Chocolate and Raspberry Mousse
Armand Gamache looked down at his plate. Empty. All the wonderful food gone. He was sure it must have been delicious, but he couldn’t remember eating a single bite.
After a dessert of raspberry and chocolate mousse they went home.
—The Long Way Home
Makes 6 servings
- 10 ounces (280 g) good-quality semisweet or extra bittersweet (about 70%) chocolate
- 2 tablespoons unsalted butter
- 4 large eggs, separated (see note)
- 1 cup (250 ml) heavy cream, very cold
- 1 tablespoon raspberry liqueur, such as Chambord, or 1 teaspoon pure vanilla extract
- Additional whipped cream (optional)
- One ½-pint basket fresh raspberries
1. Break up or chop the chocolate into small chunks. Melt the chocolate and butter in the top of a regular or improvised double boiler (set a heatproof bowl into a saucepan; the size of the bowl should be large enough to easily hold the chocolate, fit the top of the saucepan, and keep the bottom of the bowl at least 2 to 3 inches above the water). Stir occasionally until the chocolate has completely melted, about 10 minutes. Keep the water at a bare simmer.

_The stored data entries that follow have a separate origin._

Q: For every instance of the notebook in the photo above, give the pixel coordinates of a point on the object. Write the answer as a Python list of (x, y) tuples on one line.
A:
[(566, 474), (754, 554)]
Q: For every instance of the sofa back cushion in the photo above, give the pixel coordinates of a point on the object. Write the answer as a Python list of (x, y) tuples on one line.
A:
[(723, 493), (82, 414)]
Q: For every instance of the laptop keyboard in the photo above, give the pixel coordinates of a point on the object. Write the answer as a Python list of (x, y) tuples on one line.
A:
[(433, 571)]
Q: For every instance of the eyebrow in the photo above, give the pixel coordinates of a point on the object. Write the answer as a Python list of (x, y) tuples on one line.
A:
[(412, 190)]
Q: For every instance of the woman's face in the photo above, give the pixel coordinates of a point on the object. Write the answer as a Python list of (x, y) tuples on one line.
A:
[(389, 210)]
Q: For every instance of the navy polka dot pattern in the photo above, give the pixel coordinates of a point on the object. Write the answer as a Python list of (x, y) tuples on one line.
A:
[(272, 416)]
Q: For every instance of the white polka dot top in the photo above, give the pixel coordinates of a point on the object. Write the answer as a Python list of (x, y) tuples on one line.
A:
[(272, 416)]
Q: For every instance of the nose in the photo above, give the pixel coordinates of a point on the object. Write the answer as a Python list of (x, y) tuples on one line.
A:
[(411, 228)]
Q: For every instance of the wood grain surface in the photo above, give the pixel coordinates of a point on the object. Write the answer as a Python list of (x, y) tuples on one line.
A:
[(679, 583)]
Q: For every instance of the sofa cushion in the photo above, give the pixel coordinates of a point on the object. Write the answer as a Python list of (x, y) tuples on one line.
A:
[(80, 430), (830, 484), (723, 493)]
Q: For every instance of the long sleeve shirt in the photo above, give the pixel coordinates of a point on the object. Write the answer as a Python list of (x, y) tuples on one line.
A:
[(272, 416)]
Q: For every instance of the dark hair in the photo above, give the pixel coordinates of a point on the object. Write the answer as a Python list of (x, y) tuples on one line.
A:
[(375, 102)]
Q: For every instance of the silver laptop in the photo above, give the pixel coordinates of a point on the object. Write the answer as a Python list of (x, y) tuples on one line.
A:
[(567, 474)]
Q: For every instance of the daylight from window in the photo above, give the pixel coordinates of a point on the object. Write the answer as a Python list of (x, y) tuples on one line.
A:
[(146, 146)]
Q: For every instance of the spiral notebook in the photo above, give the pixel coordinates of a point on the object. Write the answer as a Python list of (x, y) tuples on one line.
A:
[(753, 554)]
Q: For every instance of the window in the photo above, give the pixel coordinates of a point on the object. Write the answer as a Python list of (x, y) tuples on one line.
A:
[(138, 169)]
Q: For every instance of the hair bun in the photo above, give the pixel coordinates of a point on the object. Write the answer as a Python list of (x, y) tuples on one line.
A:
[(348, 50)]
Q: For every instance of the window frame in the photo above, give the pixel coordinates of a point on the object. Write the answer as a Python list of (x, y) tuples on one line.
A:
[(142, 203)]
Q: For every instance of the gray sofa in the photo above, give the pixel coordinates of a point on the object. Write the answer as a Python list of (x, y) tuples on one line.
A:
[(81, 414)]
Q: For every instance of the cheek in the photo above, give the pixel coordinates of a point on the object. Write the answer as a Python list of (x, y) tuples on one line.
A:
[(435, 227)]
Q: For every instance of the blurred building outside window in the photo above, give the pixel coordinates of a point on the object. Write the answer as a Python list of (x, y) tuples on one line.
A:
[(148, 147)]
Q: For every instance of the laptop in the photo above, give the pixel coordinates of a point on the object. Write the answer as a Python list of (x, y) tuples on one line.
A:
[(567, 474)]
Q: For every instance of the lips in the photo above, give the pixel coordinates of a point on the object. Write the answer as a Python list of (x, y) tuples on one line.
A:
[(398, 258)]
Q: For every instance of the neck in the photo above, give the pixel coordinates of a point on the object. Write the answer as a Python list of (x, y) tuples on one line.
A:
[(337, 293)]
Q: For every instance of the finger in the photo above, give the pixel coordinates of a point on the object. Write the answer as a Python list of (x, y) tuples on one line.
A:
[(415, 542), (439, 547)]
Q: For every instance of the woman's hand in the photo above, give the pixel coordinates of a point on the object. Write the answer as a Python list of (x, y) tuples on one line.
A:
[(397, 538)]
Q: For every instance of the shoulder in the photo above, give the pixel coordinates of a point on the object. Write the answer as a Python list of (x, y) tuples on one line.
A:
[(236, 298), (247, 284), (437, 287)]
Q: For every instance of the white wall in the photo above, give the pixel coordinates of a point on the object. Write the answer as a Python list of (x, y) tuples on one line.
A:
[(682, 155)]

2. Remove the chocolate mixture from the heat and beat in the egg yolks, one at a time. Beat the egg whites in a separate bowl with an electric mixer just until they hold soft peaks. Fold the egg whites into the chocolate mixture, one-half at a time, using a rubber spatula. Fold gently, making sure to scrape the bottom and sides of the bowl. Stop folding when the whites have been halfway incorporated into the chocolate. Whip the 1 cup of heavy cream with an electric mixer just until it holds soft peaks. Add the liqueur to the chocolate mixture. Fold in about three-quarters of the whipped cream just until no white streaks remain. Set 12 raspberries aside. Mash the remaining berries into the reserved whipped cream until the cream takes on a light pink color.

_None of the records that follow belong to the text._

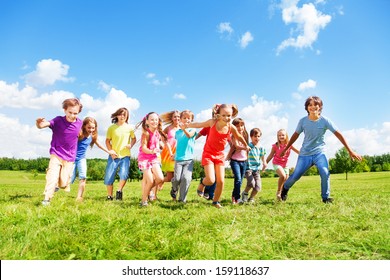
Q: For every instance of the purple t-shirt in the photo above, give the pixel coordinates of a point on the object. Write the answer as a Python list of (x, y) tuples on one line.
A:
[(65, 136)]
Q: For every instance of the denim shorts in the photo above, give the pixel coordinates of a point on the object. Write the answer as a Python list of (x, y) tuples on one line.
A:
[(112, 166), (80, 166), (286, 169)]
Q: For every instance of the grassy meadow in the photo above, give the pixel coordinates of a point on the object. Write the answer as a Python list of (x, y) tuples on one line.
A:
[(354, 227)]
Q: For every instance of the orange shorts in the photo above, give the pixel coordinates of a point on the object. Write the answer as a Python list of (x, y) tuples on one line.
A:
[(215, 159)]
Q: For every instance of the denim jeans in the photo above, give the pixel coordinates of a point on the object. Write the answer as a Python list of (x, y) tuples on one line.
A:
[(238, 168), (303, 164), (210, 190), (80, 167), (182, 178), (123, 164)]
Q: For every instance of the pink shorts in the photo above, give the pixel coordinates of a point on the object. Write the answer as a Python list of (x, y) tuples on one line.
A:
[(148, 164), (208, 159)]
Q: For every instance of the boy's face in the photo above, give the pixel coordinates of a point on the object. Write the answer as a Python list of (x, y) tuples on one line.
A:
[(71, 113), (255, 139)]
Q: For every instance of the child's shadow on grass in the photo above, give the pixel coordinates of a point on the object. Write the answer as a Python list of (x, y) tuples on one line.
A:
[(19, 196)]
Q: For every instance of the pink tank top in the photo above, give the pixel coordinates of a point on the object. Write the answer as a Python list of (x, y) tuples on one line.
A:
[(278, 160), (154, 142), (216, 141)]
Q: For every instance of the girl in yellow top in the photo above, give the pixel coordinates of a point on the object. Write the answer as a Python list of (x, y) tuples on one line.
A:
[(119, 140)]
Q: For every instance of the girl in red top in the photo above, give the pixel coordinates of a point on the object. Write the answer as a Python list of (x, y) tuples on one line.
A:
[(280, 162), (213, 157)]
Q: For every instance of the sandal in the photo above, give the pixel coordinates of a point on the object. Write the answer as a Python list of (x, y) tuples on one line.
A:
[(216, 204)]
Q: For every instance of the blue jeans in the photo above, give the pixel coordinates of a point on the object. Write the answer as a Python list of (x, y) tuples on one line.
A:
[(182, 178), (303, 164), (123, 164), (238, 168), (80, 166), (210, 190)]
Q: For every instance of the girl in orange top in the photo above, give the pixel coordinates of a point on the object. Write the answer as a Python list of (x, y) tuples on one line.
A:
[(213, 157)]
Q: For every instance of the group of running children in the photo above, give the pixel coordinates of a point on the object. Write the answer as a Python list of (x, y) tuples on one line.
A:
[(171, 151)]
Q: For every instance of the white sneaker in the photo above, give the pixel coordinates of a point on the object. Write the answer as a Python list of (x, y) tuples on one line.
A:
[(46, 202), (244, 197)]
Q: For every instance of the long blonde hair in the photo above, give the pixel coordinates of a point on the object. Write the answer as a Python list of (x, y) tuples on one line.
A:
[(84, 133), (217, 108), (167, 118), (145, 126), (277, 137)]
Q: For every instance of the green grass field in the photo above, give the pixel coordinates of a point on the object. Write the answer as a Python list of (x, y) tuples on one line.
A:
[(355, 227)]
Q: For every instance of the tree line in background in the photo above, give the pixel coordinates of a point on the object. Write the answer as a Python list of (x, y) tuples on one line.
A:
[(96, 167)]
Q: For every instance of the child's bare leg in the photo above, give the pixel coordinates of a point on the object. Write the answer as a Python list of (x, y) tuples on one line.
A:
[(109, 190), (208, 180), (80, 194), (220, 176), (147, 183), (282, 178), (158, 179)]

3. Spoon about ⅓ cup into a champagne flute or other tall, clear glass (a white ramekin will work in a pinch). Spoon in a tablespoon or so of the raspberry cream, and then top up the glass (or ramekin) with another ⅓ cup of mousse. Cover each serving with a small piece of plastic wrap and refrigerate until completely set, at least 3 hours or up to 1 day. Serve with additional whipped cream, if you like, and a couple of the reserved fresh berries.
Note: Eating raw eggs may lead to foodborne illness. You can reduce the risk of illness by washing the eggshells before cracking them. In any case, pregnant women and those with compromised immune systems should refrain from eating raw eggs.